# Form 1099-DIV



## Pro.wolf (Apr 4, 2016)

I receive form 1099-Div for some stocks I have in the USA (received thru work as part of my income). I report these dive des in my Canadian tax as foreign income and I am assessed taxes. 

I am reporting them in my US taxes and I am also been tax on them (understandably)

Cant use foreign tax credit to mitigate taxes assessed by the US because is not foreign income (also believe is dividends are considered passive income, I just learn this by reading some material in the web)


US federal taxes are not been withhold, I called the company that manage the stocks and they told me they don't need to withhold federal tax if not explicitly required by IRS. They gave me the option to voluntarily request taxes to be withhold (28% amount) 
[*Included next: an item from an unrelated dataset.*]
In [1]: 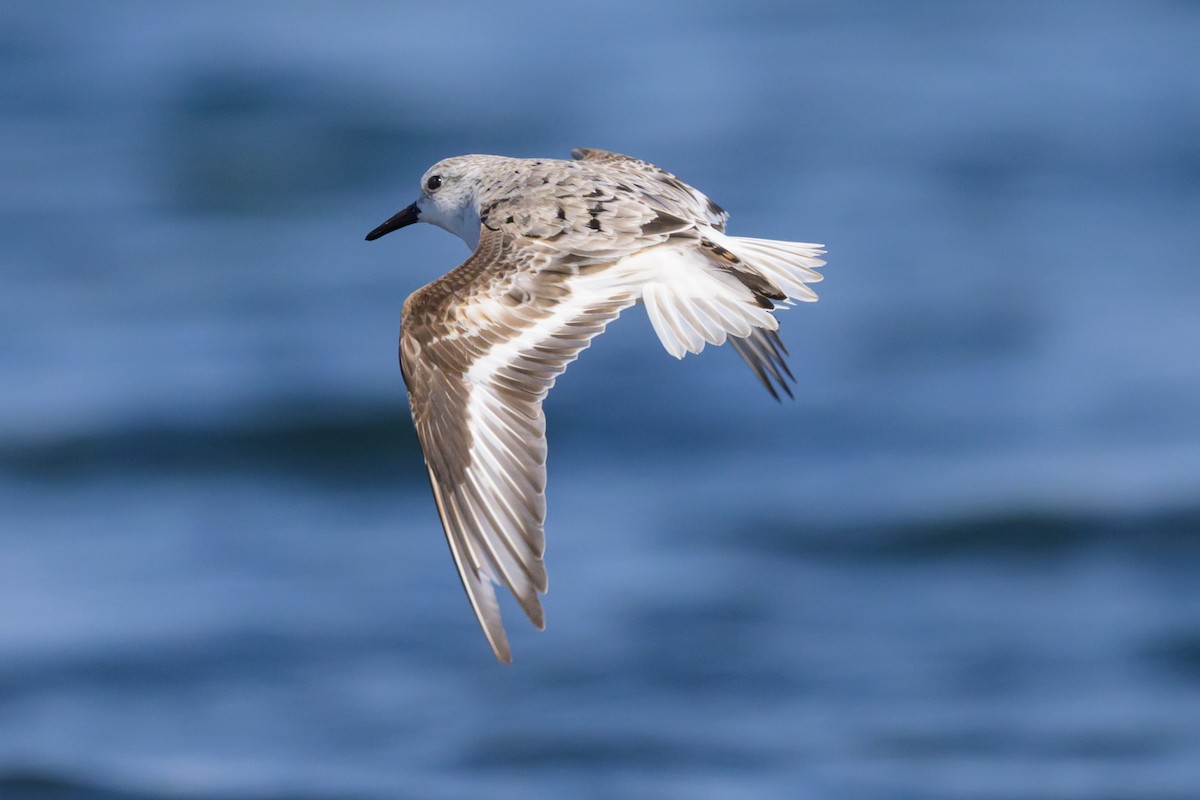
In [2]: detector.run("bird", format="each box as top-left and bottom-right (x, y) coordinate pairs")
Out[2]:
(365, 148), (825, 662)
To be able to claim foreign tax credit in Canada for these dividends I am thinking I should request the voluntary withholding. The dividend amount is not big (couple hundred dollars) but I hope stocks will do better in the future (company is relatively new) and then I will be double taxed for a considerable amount

Has anyone in this forum experienced the same situation? Has anyone voluntary requested tax to be withhold in dividends? Do you think this would allow me to claim foreign tax credit in Canada and reduce the amount of double taxation?


Thanks for your time reading this long email and any I out you might have


----------



## BBCWatcher (Dec 28, 2012)

Generally you should not request withholding if you have the option to avoid it (which you do). You have to file a tax return anyway, I assume, so you will determine your U.S. tax rate on that income at that time. It could very well be a zero tax rate if, for example, the dividends are a few thousand dollars or less, you don't have any other passive income, and your Canadian income is shielded via the Foreign Earned Income Exclusion. Also, 28% is more than even the top tax rate on qualified dividends, so that's probably too high anyway. On top of all that, you lose the interest you would earn on having those funds in hand. The IRS doesn't pay interest on tax refunds they owe you.

If you think you do owe some U.S. tax on that income, no problem, make estimated tax payments then file your U.S. tax return per normal. You can still take credit for those taxes on your Canadian tax return.


----------